Lucas Di Grassi, Audi Sport ABT Schaeffler

Des courses nocturnes

Ce qui manque en FE, ce sont les courses de nuit. Ma Gen3 idéale aurait donc des phares et serait capable de rouler la nuit. Cela aiderait chaque marque à bâtir son identité sur la voiture, un peu comme dans la catégorie DPi de l'IMSA, mais au lieu de changer la carrosserie, on pourrait simplement ajouter des phares qui seraient dérivés de ceux des modèles de série.

Les courses urbaines de nuit seraient exceptionnelles, et il n'y aurait pas besoin d'installer des systèmes d'éclairages coûteux et inefficaces comme on en voit au Grand Prix de Singapour. Nous pourrions mettre des LED sur la voiture et créer un autre facteur de difficulté pour les pilotes. Ce sera plus divertissant pour le public : un grand spectacle visuel.

Faire plus de bruit

Sur cette lancée, je souhaiterais également ajouter un son artificiel à la voiture. Les gens peuvent dire que c'est faux, mais qu'est-ce qu'un faux son et qu'est-ce qu'un vrai son ? Si l'on change l'échappement d'une voiture, cela crée-t-il un faux son ?

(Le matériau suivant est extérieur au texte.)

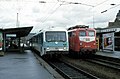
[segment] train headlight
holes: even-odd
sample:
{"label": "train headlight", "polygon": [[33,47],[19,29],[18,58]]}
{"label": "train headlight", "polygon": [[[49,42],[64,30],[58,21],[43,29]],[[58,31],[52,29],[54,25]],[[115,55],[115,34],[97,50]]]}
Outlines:
{"label": "train headlight", "polygon": [[82,43],[80,43],[80,45],[82,46]]}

L'Union européenne impose que les voitures électriques émettent un son dans les zones urbaines à partir de 2023. Ce serait donc très cool si les écuries de FE pouvaient développer leurs propres sons pour que les gens les téléchargent et les uploadent sur leurs propres voitures. On pourrait bien mieux interagir avec les fans, et les équipes pourraient avoir des sons différents pour différentes courses – par exemple, en Italie, une écurie pourrait configurer sa voiture afin qu'elle ait le même son qu'une Ferrari F1 à moteur V12 du début des années 1990. Il n'y a pas de vraies limites, donc si le son est le problème, créons-en !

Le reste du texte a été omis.